The falling levels of CO2 will lead to the disappearance of plants and animals and our home planet will become a world of microbes.
At the same time the Earth will be depleted of oxygen and will be drying out as the rising temperatures lead to the evaporation of the oceans. A billion years after that the oceans will have gone completely, researchers said.
The main driver for these changes will be the Sun. As it ages over the next few billion years, the Sun will remain stable but become steadily more luminous, increasing the intensity of its heat felt on Earth and warming the planet to such an extent that the oceans evaporate.
"The far-future Earth will be very hostile to life by this point. All living things require liquid water, so any remaining life will be restricted to pockets of liquid water, perhaps at cooler, higher altitudes or in caves or underground," said O'Malley-James.
This life will need to cope with many extremes like high temperatures and intense ultraviolet radiation and only a few microbial species known on Earth today could cope with this.

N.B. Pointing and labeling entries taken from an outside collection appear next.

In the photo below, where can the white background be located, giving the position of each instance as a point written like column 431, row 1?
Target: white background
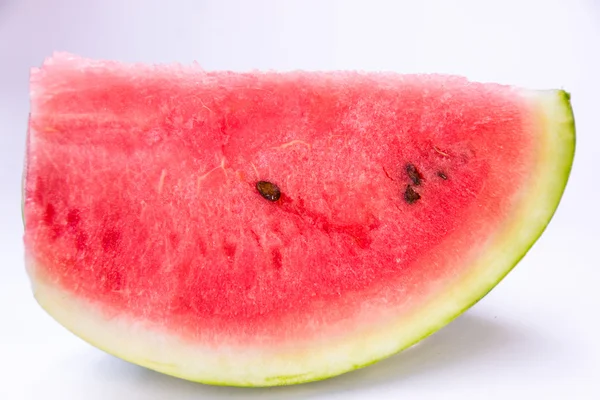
column 535, row 336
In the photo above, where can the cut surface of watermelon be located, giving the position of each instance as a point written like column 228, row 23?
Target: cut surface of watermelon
column 267, row 228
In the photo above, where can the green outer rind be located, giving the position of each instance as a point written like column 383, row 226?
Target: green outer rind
column 560, row 128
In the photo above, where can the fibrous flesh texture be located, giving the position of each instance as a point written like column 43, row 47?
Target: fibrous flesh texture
column 152, row 232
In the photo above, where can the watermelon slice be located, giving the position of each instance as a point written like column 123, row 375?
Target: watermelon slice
column 266, row 228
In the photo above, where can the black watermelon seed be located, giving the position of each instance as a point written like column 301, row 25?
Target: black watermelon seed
column 410, row 195
column 413, row 174
column 268, row 190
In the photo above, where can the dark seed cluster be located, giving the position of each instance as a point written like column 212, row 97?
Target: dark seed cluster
column 268, row 190
column 410, row 195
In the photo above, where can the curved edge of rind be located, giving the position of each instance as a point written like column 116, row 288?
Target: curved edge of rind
column 556, row 111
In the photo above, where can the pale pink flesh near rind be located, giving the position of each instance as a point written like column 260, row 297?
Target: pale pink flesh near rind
column 359, row 307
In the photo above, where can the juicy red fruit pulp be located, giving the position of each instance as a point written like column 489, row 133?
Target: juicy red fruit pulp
column 142, row 193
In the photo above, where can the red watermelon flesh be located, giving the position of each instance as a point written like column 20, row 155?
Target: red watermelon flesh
column 402, row 200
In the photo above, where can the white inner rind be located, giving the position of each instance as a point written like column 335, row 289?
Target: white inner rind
column 146, row 345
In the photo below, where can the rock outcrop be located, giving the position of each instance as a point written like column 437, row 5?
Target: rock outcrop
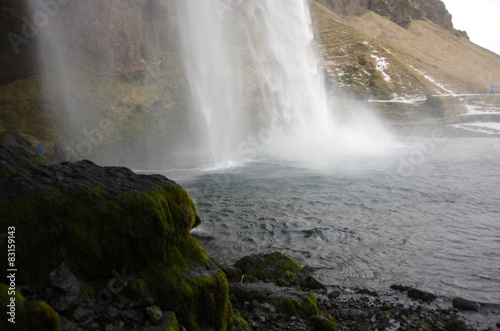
column 96, row 220
column 401, row 12
column 111, row 38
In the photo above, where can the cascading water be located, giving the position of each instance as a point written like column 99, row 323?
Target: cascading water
column 257, row 81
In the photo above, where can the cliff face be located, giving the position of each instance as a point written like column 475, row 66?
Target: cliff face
column 102, row 37
column 402, row 12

In his new work, O'Malley James has created a computer model to simulate these extremely long-range temperature forecasts and has used the results to predict the time-line of future extinctions.
The new model not only tells us a lot about our own planet's future, but it can also help us to recognise other inhabited planets that may be approaching the end of their habitable lifetimes.
"When we think about what to look for in the search for life beyond Earth our thoughts are largely constrained by life as we know it today, which leaves behind telltale fingerprints in our atmosphere like oxygen and ozone. Life in the Earth's far future will be very different to this, which means, to detect life like this on other planets we need to search for a whole new set of clues," O'Malley-James added.
O'Malley-James made his bleak forecast at the National Astronomy Meeting at the University of St Andrews, Scotland.